「あらためて観ても面白い」カメラを止めるな! ハルクマールさんの映画レビュー(感想・評価)
あらためて観ても面白い
よくできた映画だなーと感心するよね
映画のあらすじはもうあらためて説明するまでもないけど、ゾンビ映画を撮影していた現場にホンモノのゾンビが現れて大パニックに!だけど所々違和感を感じる部分があって、なんか変な映画だなーと思ったら、それ自体も映画でした、という二重底映画。
つまりなんか変だなーと違和感を感じた部分にもたゃんと理由がありまして、といったところを種明かししていくスタイル。映画の途中でガラッと目線を変えて同じ物語を観ていくアイデアはなかなか秀逸で、その斬新さから公開当時は口コミで上映規模も大きくなっていき社会現象と言ってもいいほど話題になった。
その影響の大きさ故に権利関係の問題がいろいろ出たり、スピンオフモノも続々出たりと邦画としては異例なほど話題になり続けたことは記憶に新しいところ。
あらためて見直してみたけど、うん、これは確かに面白い。無駄が全くない上にちゃんと伏線も回収できてる。その上で映画撮影に対する熱い想いだったり、監督業のツラさやその対極のカタルシス、撮影チームの大混乱からの一体感のように、もともとの映画監督養成スクールのワークショップ作品ならではの横顔も持ち合わせていて、B級映画の撮影現場を覗き見するような面白さをしっかり映画の魅力に昇華されてて、やっぱり語弊はあるかもだけど本作は名作だなと感じた。

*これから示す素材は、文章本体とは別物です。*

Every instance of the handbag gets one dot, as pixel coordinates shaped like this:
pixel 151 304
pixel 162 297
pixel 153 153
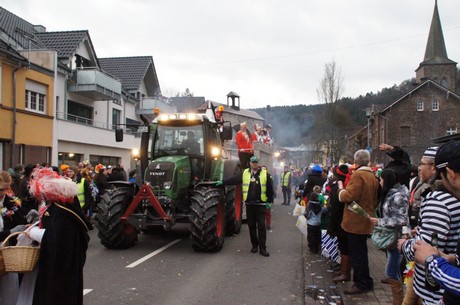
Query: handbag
pixel 301 224
pixel 298 210
pixel 385 238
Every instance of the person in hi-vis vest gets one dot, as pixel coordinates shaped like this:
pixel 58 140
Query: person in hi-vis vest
pixel 257 194
pixel 286 183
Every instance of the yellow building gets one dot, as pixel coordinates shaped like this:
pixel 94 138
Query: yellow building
pixel 26 106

私は邦画をあまり観なくて、というのはエンタメ大好きなタイプの映画好きにとって邦画は鬼門。アニメ実写とドラマの延長線と楽屋オチを除くとほとんど見るものが無い状況で、こんな感じのしっかり練られた脚本の作品は貴重だし、こういう観る側が乗っていけるような引力のある作品がもっと出て欲しいって思う。
そういう意味である意味とっても映画らしい一本。